Fairview Care Center Of Bethlehem Pike (December 4th)

Based on the review of the Professional Nurse Practice Act, clinical records, facility policies and procedures and interviews with staff, it was determined that the nursing home failed to adhere to the Standards of Nursing Practice for enteral medication administration for one of 27 residents. The findings included the following: The Pennsylvania Code, Professional and Vocational standards, which states that a registered nurse is responsible for carrying out nursing care which promotes, maintains and restores the well-being of individuals and is responsible for all actions as a licensed nurse and is accountable for the quality of care delivered. Code 21:145 states that a licensed practical nurse has the necessary knowledge, preparation, experience and the competency to properly execute the practice, document and maintain accurate records. On November 3, 2012, at approximately 1:30 p.m., Employee E4 was observed administering medication used to treat an undisclosed medical condition by administering 25 milligrams of a medication that was ordered by the physician at 1:30 p.m.

Employee E4 immediately withdrew 50cc of water into a syringe and injected the solution into the tube without placing the stethoscope over the resident’s over the resident’s epigastric region to determine if sounds could be heard to determine the proper placement of the tube. Employee E4 also failed to check for residual by aspirating the stomach contents to determine the amount of residual before introducing additional fluids to the stomach. During the procedure, Employee E4 was observed rapidly injecting the medication and fluids through the tube. At no time did Employee E4 administer fluids per gravity. In an interview on December 3, 2012, at approximately 2:00 p.m., the DON stated that all fluids and medications are to be administered through the syringe by gravity.

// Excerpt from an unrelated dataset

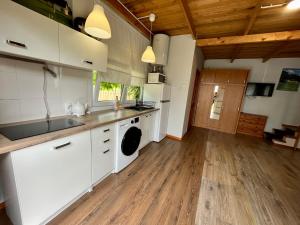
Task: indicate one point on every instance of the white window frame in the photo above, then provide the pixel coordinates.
(122, 99)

Based on observation, staff interviews and clinical record review, it was determined that the nursing home failed to ensure aseptic technique related to wound care for two of 26 residents reviewed. Those findings included the following: In review of Resident R74’s nursing admission it was revealed that the resident was admitted to the facility after a surgical repair of a perforated esophagus and respiratory failure requiring a tracheostomy and that he resident required contact isolation for a respiratory infection, MRSA. Resident R74’s periodic assessment revealed that the resident needed extensive assistance with care needs. In observation of Resident R74’s wound care on November 30, 2012 at 12:15 p.m. with Employee E1, a licensed nurse, revealed that the community treatment cart was placed outside the room and a tube of Santyl, spray can of saline to cleanse the wound and tape was taken out of a plastic bag from the cart and placed on the resident’s bedside table for wound care. Employee E1 then uncapped the saline wound cleanser and placed the cap on the bed then back on the container and also used the santyl tube and tape then gave the three items that were contaminated to another licensed nurse to place back to the community treatment cart, therefore contaminated the cart.